Duruşmanın görüleceği katıda kapatan güvenlik güçleri, yürüyen merdivenlerin önüne de sandalyelerden barikat çekti.
İMAMOĞLU DAVAYI DEĞERLENDİRDİ
Bu sabah FOX TV’de “İlker Karagöz ile Çalar Saat” prıogramına katılan İmamoğlu, hakkındaki davayla ilgili olarak, “Beni zerre ilgilendirmiyor. Ne yararı ne ziyanı. Bazen bana soruyorlar sayın lider bu davanın sonucu ne olursa size ne olacak. Hiç ilgilenmedim” dedi.
“Hücremde bu bahisle ilgili tek bir kaygı, dehşet, telaş, hissetmiyorum fakat şu mahkemeden utanç duyuyorum” diye konuşan İmamoğlu, kelamlarını şöyle sürdürdü:
“Böyle bir yargılama olamaz. Latife üzere.

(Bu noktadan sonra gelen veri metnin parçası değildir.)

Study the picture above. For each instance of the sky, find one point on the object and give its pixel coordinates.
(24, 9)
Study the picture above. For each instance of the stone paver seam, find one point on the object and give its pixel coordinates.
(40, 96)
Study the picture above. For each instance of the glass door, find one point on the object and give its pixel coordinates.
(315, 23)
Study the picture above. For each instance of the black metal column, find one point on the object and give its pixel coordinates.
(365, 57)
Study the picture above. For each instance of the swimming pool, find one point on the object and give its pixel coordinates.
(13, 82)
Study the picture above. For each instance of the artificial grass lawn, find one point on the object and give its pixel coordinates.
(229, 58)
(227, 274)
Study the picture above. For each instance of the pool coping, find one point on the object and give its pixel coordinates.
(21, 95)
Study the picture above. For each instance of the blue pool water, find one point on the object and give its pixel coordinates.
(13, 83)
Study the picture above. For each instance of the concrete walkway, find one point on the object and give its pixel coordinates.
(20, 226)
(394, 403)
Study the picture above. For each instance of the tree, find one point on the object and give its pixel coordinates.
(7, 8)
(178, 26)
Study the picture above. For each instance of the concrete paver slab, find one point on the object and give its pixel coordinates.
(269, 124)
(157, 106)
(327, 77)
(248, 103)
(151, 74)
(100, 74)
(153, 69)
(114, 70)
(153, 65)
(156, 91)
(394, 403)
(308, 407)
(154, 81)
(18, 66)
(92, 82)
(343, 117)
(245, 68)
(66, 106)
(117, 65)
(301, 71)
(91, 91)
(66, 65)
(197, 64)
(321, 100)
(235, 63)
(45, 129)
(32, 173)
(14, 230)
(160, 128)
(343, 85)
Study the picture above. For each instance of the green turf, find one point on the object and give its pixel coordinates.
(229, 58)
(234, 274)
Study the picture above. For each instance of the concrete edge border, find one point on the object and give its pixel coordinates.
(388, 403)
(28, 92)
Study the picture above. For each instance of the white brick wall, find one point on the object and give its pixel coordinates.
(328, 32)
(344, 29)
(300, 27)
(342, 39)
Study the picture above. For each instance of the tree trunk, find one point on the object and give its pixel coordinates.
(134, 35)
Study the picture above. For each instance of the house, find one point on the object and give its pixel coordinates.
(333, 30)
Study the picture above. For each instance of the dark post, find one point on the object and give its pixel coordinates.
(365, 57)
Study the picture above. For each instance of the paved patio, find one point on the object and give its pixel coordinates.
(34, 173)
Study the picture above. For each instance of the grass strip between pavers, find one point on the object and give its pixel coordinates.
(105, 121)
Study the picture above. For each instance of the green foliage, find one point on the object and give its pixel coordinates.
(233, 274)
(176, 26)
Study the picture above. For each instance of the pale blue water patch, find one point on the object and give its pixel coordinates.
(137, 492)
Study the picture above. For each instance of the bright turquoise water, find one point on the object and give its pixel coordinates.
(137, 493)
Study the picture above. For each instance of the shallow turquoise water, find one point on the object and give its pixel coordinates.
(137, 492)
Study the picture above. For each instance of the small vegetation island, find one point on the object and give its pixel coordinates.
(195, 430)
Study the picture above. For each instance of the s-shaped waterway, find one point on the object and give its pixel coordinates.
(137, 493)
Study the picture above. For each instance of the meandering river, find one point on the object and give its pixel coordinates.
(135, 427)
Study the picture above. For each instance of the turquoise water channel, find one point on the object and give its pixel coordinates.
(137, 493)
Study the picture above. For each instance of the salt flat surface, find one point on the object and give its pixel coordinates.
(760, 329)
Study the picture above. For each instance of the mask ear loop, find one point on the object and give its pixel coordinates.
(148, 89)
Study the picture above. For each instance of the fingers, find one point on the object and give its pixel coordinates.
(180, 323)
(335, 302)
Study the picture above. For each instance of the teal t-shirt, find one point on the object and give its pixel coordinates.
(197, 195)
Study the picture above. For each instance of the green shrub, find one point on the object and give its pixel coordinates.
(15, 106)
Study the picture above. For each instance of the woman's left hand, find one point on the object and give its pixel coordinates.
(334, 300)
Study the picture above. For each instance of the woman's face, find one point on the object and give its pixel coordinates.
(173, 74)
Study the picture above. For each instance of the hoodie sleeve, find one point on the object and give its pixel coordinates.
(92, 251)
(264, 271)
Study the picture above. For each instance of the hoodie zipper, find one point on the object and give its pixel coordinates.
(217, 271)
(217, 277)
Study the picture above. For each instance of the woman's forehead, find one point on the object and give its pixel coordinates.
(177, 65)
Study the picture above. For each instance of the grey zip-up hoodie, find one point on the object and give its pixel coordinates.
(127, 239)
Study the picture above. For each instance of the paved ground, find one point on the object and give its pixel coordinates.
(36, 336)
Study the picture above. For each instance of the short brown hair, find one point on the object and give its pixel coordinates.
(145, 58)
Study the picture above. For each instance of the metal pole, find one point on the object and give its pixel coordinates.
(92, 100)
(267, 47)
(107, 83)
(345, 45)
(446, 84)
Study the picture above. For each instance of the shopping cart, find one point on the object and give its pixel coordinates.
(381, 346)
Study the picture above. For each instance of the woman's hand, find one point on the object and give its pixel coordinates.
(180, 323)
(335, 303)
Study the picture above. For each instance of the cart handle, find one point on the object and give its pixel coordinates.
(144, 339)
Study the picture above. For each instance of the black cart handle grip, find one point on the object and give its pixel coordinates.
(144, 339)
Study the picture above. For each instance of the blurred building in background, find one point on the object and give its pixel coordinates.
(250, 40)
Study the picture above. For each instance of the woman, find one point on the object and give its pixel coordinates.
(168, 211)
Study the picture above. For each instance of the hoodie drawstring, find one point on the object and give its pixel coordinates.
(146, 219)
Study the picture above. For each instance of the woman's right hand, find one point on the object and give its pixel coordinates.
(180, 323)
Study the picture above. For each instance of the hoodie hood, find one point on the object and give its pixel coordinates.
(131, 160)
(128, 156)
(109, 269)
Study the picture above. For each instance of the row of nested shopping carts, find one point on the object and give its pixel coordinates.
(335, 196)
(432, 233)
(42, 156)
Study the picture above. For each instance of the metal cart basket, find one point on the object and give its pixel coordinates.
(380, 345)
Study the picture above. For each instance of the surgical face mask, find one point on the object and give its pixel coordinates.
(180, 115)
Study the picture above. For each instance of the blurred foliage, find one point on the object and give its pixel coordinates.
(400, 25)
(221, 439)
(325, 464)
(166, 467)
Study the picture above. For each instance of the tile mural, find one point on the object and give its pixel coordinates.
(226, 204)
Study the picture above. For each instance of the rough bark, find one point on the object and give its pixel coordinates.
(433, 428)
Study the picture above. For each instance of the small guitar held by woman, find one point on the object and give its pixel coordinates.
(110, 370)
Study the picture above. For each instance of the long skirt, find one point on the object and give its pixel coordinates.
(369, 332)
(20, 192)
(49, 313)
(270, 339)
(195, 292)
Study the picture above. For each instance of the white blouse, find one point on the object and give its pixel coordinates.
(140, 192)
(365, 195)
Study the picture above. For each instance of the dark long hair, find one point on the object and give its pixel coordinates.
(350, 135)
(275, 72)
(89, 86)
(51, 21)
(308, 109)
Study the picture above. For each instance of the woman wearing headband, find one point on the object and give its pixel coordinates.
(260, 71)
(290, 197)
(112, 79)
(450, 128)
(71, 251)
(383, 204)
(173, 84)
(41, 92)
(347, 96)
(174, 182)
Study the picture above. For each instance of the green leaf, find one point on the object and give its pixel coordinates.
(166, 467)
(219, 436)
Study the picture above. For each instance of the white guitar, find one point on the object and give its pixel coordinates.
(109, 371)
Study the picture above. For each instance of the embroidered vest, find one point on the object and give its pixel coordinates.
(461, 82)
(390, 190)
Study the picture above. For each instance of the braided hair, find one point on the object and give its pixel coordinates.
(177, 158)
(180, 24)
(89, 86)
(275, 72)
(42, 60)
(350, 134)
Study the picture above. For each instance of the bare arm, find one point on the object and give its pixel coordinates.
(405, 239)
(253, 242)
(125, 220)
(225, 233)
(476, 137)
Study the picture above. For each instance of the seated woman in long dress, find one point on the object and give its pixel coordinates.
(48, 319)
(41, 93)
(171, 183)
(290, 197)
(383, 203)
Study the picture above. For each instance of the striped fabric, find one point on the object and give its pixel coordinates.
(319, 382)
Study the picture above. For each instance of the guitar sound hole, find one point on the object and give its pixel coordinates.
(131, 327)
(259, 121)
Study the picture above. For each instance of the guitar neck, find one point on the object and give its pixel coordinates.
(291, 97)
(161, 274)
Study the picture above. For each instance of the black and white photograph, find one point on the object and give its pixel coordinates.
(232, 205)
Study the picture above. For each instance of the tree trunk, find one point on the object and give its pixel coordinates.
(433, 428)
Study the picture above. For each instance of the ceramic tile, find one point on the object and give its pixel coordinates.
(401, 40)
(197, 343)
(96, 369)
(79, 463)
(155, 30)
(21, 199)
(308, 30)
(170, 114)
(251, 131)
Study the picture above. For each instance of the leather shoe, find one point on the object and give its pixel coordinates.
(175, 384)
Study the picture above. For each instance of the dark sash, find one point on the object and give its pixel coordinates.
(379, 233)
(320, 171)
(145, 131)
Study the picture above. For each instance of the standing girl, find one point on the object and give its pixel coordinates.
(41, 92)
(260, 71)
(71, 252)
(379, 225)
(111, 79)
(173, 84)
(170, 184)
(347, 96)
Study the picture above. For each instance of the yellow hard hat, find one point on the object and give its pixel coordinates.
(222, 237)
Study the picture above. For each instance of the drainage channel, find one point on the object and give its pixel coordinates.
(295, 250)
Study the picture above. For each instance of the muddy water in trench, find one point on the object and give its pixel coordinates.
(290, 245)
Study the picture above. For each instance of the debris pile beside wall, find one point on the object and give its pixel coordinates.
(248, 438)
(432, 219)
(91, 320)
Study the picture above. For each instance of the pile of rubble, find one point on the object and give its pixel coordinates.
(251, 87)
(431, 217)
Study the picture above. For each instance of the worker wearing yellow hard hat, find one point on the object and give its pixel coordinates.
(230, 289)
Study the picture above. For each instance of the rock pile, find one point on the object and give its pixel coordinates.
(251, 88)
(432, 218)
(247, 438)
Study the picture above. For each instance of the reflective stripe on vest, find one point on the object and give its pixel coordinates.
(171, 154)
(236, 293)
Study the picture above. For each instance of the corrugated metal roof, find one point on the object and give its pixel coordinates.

Trajikomik bir durum…Her ne olursa olacak lakin ben her şeye karşın bu ülkenin o büyük yargısına güvenmek istiyorum”.
İmamoğlu bir kere daha “ahmak” sözünü YSK üyeleri için kullanmadığını, İçişleri Bakanı Süleyman Soylu’ya cevap verdiğini savundu.
Soylu’nun avukatı Uğur Kızılca ise İmamoğlu hakkında, müvekkilinin kişilik haklarına hücumda bulunduğu gerekçesiyle kabahat duyurusunda bulunduklarını duyurdu.
NE OLMUŞTU
İmamoğlu, iptal edilen 31 Mart 2019’daki İstanbul Büyükşehir Belediye Başkanlığı seçiminin akabinde “31 Martı iptal ettirenler ahmaktır” demişti.
Anadolu Cumhuriyet Başsavcılığı tarafından hazırlanan iddianamede ise eski YSK Lideri Sadi İnanç dahil 11 kişinin mağdur olduğu öne sürülüyor. İBB Lideri İmamoğlu’nun “Kurul halinde çalışan kamu görevlilerine karşı vazifelerinden ötürü alenen zincirleme hakaret” kabahatinden 1 yıl 3 ay 15 günden 4 yıl 1 aya kadar mahpusla cezalandırılması talep ediliyor.
İmamoğlu, bir yıldan fazla ceza alması ve kararın mutlaklaşması durumunda siyasi yasaklı hale gelebilir.